More than 20 years ago, a startup called Webvan raised more than $800 Million with the promise to revolutionize grocery delivery at the height of the Dot-Com Bubble. We all know how that story ended (spoiler: it went bust). Now, here we are in 2021 and eGrocery is in the spotlight. Is the business model ready for primetime?
Over the last several years, we have seen many players entering the eGrocery market. The vast majority of those aspiring to lead the charge are either incumbent grocers adapting their model or disruptive eCommerce players using their technological infrastructure to lower costs and modernized apps to acquire new customers.
Pureplay ‘eGrocers,’ or those who are 100% online with no physical outlets, are having their moment in the sun thanks to the acceleration of the eGrocery shift brought on by the pandemic. Similar to the ‘Challenger Banks’ in the Fintech world, these eGrocers are trying to disrupt the core model of grocery itself by removing the storefront. That’s about as far as the similarities go, however, as delivering mangoes versus moving money are two vastly different business models.
So while traction and growth are one thing, as we have seen with the Food Delivery Apps (who continue to lose $Billions years after year), profitability is another. That’s why we are going to dig into the business model of eGrocers and better understand the mechanics behind the business model innovation.

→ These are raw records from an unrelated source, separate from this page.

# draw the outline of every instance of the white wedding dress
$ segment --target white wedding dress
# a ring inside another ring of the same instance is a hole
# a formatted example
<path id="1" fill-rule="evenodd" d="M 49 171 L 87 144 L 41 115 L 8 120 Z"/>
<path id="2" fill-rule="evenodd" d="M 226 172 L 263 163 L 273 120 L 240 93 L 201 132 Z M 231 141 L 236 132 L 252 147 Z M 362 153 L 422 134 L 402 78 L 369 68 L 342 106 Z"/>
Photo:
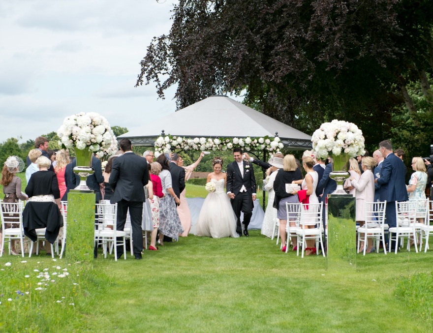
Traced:
<path id="1" fill-rule="evenodd" d="M 215 183 L 216 189 L 210 192 L 203 202 L 196 235 L 213 238 L 239 237 L 236 233 L 236 215 L 224 189 L 225 181 L 213 178 L 211 182 Z"/>

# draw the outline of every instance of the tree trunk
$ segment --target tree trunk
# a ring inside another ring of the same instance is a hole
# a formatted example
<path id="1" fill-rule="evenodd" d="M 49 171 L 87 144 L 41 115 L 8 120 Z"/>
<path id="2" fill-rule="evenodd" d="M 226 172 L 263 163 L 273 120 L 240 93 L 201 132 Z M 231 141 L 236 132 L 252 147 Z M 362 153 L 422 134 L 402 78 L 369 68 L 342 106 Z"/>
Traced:
<path id="1" fill-rule="evenodd" d="M 433 95 L 432 94 L 432 88 L 430 87 L 430 84 L 429 83 L 429 80 L 427 80 L 426 71 L 424 69 L 418 71 L 418 75 L 421 82 L 421 90 L 423 91 L 423 93 L 424 94 L 427 101 L 429 103 L 432 103 L 433 102 Z"/>
<path id="2" fill-rule="evenodd" d="M 402 93 L 403 95 L 403 98 L 404 99 L 404 102 L 406 103 L 406 106 L 409 109 L 409 113 L 414 116 L 416 116 L 416 109 L 415 108 L 415 105 L 413 105 L 412 98 L 410 98 L 410 96 L 407 92 L 407 90 L 406 89 L 406 85 L 402 83 L 401 84 L 400 89 L 402 90 Z M 415 119 L 413 120 L 413 123 L 416 126 L 419 126 L 419 121 Z"/>

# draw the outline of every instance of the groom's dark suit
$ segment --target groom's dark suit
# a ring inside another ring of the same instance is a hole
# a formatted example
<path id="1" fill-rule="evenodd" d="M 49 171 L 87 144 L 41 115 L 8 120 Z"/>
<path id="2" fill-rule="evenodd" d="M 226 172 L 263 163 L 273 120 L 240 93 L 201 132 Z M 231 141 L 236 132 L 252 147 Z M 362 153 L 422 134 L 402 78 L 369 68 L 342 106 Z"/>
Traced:
<path id="1" fill-rule="evenodd" d="M 135 257 L 141 257 L 143 234 L 141 220 L 143 203 L 146 201 L 143 186 L 149 182 L 149 175 L 146 159 L 132 151 L 126 151 L 113 161 L 108 183 L 114 190 L 110 202 L 117 203 L 117 230 L 123 231 L 129 210 L 132 241 Z M 117 255 L 123 253 L 118 247 Z"/>
<path id="2" fill-rule="evenodd" d="M 255 177 L 252 165 L 245 161 L 242 161 L 244 176 L 238 163 L 235 161 L 227 167 L 227 192 L 235 195 L 235 198 L 230 200 L 233 211 L 238 218 L 236 232 L 242 234 L 241 226 L 241 212 L 244 213 L 244 224 L 245 230 L 248 229 L 248 225 L 252 215 L 254 206 L 252 202 L 252 194 L 256 193 Z M 241 192 L 243 186 L 245 186 L 245 191 Z"/>
<path id="3" fill-rule="evenodd" d="M 403 161 L 390 153 L 382 162 L 380 177 L 377 183 L 381 201 L 386 200 L 385 216 L 390 228 L 395 228 L 397 224 L 396 215 L 396 201 L 407 201 L 408 200 L 404 176 L 406 169 Z M 395 249 L 395 242 L 393 242 L 391 248 Z"/>

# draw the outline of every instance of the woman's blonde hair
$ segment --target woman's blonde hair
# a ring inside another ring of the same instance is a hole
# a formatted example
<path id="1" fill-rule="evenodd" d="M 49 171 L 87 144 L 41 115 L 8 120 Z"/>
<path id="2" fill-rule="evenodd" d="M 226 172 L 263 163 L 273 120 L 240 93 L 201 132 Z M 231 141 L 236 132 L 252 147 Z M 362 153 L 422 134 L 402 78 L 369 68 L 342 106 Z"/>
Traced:
<path id="1" fill-rule="evenodd" d="M 365 157 L 364 157 L 365 158 Z M 359 170 L 359 165 L 358 164 L 358 161 L 355 159 L 353 157 L 351 157 L 349 159 L 349 170 L 353 170 L 357 174 L 361 176 L 361 170 Z"/>
<path id="2" fill-rule="evenodd" d="M 151 173 L 152 175 L 157 176 L 161 173 L 161 170 L 162 170 L 162 167 L 157 162 L 153 162 L 151 163 Z"/>
<path id="3" fill-rule="evenodd" d="M 424 164 L 424 161 L 421 157 L 413 157 L 412 160 L 415 160 L 415 170 L 417 171 L 421 171 L 422 172 L 426 172 L 426 165 Z"/>
<path id="4" fill-rule="evenodd" d="M 49 168 L 51 166 L 51 161 L 45 156 L 40 156 L 36 160 L 38 168 Z"/>
<path id="5" fill-rule="evenodd" d="M 377 164 L 376 163 L 376 160 L 369 156 L 368 156 L 366 157 L 363 157 L 362 163 L 363 165 L 365 165 L 366 168 L 367 168 L 368 170 L 371 171 L 372 171 L 373 168 L 376 166 L 376 164 Z M 358 168 L 358 169 L 359 168 Z"/>
<path id="6" fill-rule="evenodd" d="M 29 152 L 29 158 L 31 163 L 35 163 L 37 158 L 42 154 L 42 152 L 38 149 L 32 149 Z"/>
<path id="7" fill-rule="evenodd" d="M 284 171 L 294 171 L 298 168 L 295 156 L 288 154 L 284 156 L 282 161 L 283 170 Z"/>
<path id="8" fill-rule="evenodd" d="M 58 174 L 60 170 L 69 163 L 69 154 L 64 149 L 56 152 L 56 166 L 54 171 Z"/>

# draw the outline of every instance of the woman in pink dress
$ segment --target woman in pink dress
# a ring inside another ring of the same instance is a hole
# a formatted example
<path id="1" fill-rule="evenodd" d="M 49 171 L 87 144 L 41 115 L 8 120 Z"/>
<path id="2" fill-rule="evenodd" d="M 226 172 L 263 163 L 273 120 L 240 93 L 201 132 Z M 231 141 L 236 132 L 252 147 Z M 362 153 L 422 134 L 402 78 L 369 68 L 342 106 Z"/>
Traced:
<path id="1" fill-rule="evenodd" d="M 66 182 L 64 181 L 64 170 L 69 163 L 69 154 L 67 151 L 62 149 L 56 152 L 56 166 L 54 167 L 54 171 L 57 176 L 61 198 L 63 198 L 66 190 Z"/>
<path id="2" fill-rule="evenodd" d="M 182 167 L 185 169 L 185 182 L 189 179 L 191 177 L 191 174 L 194 169 L 198 165 L 198 163 L 201 161 L 202 158 L 205 155 L 205 153 L 202 151 L 200 154 L 200 157 L 194 163 L 188 166 L 184 166 L 184 160 L 182 159 L 182 156 L 179 156 L 179 159 L 178 160 L 177 164 L 180 167 Z M 185 195 L 185 189 L 181 192 L 181 204 L 178 207 L 178 214 L 179 214 L 179 218 L 181 219 L 181 223 L 184 227 L 184 232 L 180 236 L 183 237 L 186 237 L 189 233 L 189 230 L 191 229 L 191 212 L 189 211 L 189 207 L 188 206 L 188 203 L 186 201 L 186 197 Z"/>

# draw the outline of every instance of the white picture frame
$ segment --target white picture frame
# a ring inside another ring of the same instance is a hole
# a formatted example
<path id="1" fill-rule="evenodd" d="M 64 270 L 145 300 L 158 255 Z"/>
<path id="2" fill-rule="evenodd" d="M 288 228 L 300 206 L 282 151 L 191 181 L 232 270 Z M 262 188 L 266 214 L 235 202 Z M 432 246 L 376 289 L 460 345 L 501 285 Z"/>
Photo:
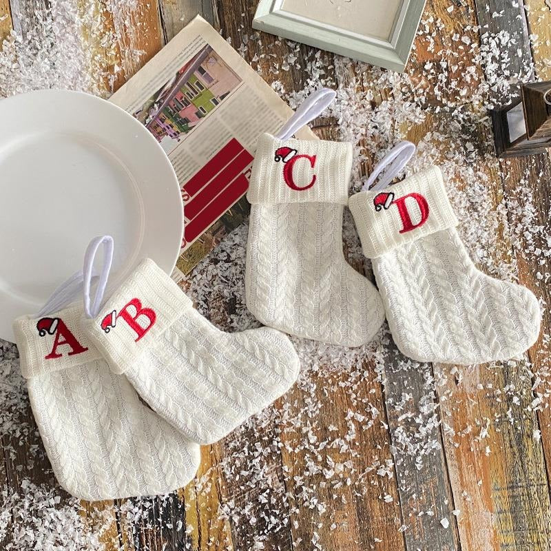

How does the eGrocery Business Model work?
At its core, grocery is a low-margin/high-volume business.
Grocery retailing is fundamentally a low margin business. Depending on the format or how developed the market is, EBITDA margins generally range from 4 to 8% and EBIT runs between 2 and 5% of net sales.Foley Retail Consulting
Pureplay eGrocers don’t necessarily fare much better on a margin basis (depending on which company you analyze and where) generally, as the lease/storefront costs get redistributed into other areas of the business (technology, distribution costs). The main point is that ‘going digital’ with the business model doesn’t suddenly make grocery a higher-margin business.
Profitability of the model will depend what mix of products an eGrocer decides to sell (based on margins), how they merchandise those goods, what discount models are applied (ie. via subscription or reward points) and several other factors. What consumers buy will also shift significantly from a bricks (physical retail) versus clicks (eCommerce) model.
With a different mix of goods, changing consumers preferences for delivery vs. in-store pickup, and rapid supply-chain innovation, it is a lot of work just to decipher who is doing what in the eGrocery space.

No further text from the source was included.